Why We're Switching from AWS to Heroku

Logos are courtesy of AWS and Heroku and do not represent sponsorship.

For the past five years, DataMade has maintained a custom deployment framework on Amazon Web Services (AWS) in order to put our clients’ Django apps online. This summer, after over six months of research and evaluation, we have finally deprecated our custom framework and switched over to deploying containerized Django apps on Heroku, a Containers-as-a-Service platform for deploying web apps.

We put a lot of effort into our custom deployment framework, and we also spent serious time researching solutions that could replace it. We suspect that we aren’t alone in this kind of journey. For anyone else that may be facing similar choices, this blog post documents why and how DataMade decided to switch away from a custom-built deployment framework in favor of a Containers-as-a-Service platform, and why Heroku won us over.

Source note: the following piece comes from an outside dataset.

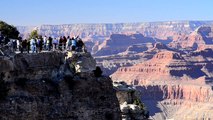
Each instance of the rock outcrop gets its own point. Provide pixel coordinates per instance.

TL;DR: Save time, spend on infrastructure automation

Overall, these are our main reasons for switching to Heroku:

As a small team working with small clients, we want to spend as little time as possible maintaining infrastructure, and as much time as possible writing code.
Big providers like AWS focus their container services on helping big teams scale horizontally, which often leads to even more infrastructure than a simple server.
Heroku is the most mature platform that optimizes for time to first deploy, and it does the most to automate infrastructure provisioning. Its higher prices reflect this added value.

Read on for more details on our legacy deployment practices, our current Heroku practices, and our reasons for making the switch.

The old method: CodeDeploy, EC2, and “zero-downtime” deployments
- Consistent problems with custom deployments
How we evaluated possible solutions
Challenges in transitioning to Heroku
Making the switch

The old method: CodeDeploy, EC2, and “zero-downtime” deployments

DataMade first began experimenting with Continuous Deployment back in 2014. Back then, DevOps was still a relatively new idea, AWS felt like a jumble of under-documented APIs, and Docker had been publicly available for less than a year. Facing an immature market, we rolled our own solution, designing a custom deployment framework on AWS using CodeDeploy and EC2.

The framework was relatively straightforward, relying mostly on Bash scripts run by CodeDeploy. In its simplest form, CodeDeploy exposes a web API and some convenience functions for pulling code from a Git remote onto an EC2 instance and running arbitrary Bash scripts in order to set up an application. Our deployment framework amounted to a standardized set of Bash scripts that CodeDeploy could use to create or update an application on a server, as well as an extensive set of documetation detailing how to set up an EC2 instance, how to configure CodeDeploy, which daemonized processes to install and run in order to serve an application, and how to troubleshoot in cases where deployments went awry.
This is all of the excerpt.